Noel'de kimse cinayet işlemez. Çünkü herkes sıcacık evinde mutludur ve böyle şeyler düşünmezler. Bu teoriyi yaşlı, zengin ve hasta olan Simeon Lee bozacaktı. Odasında boğazı kesilerek öldürülmüştü. Katilin evden biri olduğu kesindi. Bu cinayeti çözecek biri varsa o da Hercule Poirot'tu.
Simeon Lee, Güney Afrika'da bulduğu elmaslar sayesinde zengin olmuş biriydi. Resmî olarak beş çocuğu vardı ama kendisi gençken fazlasıyla çapkın olduğu için gayrimeşru kaç çocuğu olduğundan emin değildi. Ne yazık ki artık yaşlanmıştı. Henüz ölme niyetinde değildi ama hastaydı. Bu yüzden Simeon Lee, Noel'i ailesiyle birlikte geçirmek istiyordu. Hem çocuklarını görecek hem de onları birbirlerine düşürüp eğlenecekti.
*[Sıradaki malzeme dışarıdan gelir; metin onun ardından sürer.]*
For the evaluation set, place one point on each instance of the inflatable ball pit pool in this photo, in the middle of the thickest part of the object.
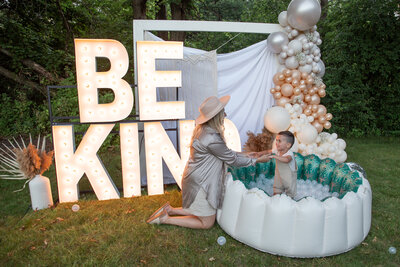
(304, 228)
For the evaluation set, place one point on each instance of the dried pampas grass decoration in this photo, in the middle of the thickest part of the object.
(24, 162)
(259, 142)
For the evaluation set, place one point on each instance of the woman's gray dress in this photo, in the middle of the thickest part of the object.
(207, 169)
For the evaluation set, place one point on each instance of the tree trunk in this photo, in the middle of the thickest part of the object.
(162, 15)
(70, 34)
(179, 12)
(21, 80)
(139, 9)
(33, 65)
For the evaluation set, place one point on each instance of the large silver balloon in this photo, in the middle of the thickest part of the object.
(276, 40)
(321, 66)
(303, 14)
(282, 18)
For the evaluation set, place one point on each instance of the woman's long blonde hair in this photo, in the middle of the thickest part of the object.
(216, 123)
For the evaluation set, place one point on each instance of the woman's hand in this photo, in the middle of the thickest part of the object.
(263, 158)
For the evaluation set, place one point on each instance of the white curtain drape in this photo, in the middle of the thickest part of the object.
(245, 75)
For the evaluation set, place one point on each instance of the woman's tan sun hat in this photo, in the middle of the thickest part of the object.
(210, 107)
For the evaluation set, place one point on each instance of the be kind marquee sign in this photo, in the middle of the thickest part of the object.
(73, 163)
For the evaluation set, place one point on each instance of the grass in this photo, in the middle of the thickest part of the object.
(114, 232)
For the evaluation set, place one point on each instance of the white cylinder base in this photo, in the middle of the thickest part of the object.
(40, 190)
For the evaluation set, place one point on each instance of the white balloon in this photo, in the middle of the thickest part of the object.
(294, 32)
(306, 68)
(307, 134)
(277, 119)
(321, 66)
(296, 45)
(341, 144)
(291, 63)
(316, 51)
(301, 147)
(276, 40)
(281, 67)
(282, 18)
(341, 158)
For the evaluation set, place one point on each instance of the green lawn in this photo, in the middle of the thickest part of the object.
(115, 233)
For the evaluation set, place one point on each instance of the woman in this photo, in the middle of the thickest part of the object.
(204, 175)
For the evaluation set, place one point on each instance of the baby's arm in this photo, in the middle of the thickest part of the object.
(284, 159)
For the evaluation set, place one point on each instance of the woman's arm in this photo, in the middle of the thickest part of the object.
(284, 159)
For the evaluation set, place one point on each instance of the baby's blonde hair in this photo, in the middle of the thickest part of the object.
(216, 123)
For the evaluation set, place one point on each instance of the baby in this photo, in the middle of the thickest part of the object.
(285, 180)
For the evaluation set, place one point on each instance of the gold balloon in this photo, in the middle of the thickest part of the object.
(282, 101)
(314, 107)
(277, 95)
(296, 74)
(327, 125)
(287, 72)
(276, 80)
(317, 126)
(321, 92)
(295, 82)
(289, 79)
(307, 112)
(287, 89)
(321, 111)
(315, 99)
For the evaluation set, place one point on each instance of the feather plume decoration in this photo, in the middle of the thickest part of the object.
(19, 162)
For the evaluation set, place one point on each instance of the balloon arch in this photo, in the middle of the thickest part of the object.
(309, 226)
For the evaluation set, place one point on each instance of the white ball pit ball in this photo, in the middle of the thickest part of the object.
(277, 119)
(305, 229)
Bunun için de tüm çocuklarını ve çocuklarının eşlerini evine davet etti. Alfred ve eşi Lydia zaten Simeon Lee ile birlikte yaşıyordu. George, Magdalena, David, Hilda ve Harry Noel yemeğine katılacak kişilerdendi. Bunlara ek olarak Simeon Lee'nin torunu Pilar Estaravados ve Güney Afrika'da tanıştığı arkadaşının oğlu Stephen Farr da onlara katılacaktı.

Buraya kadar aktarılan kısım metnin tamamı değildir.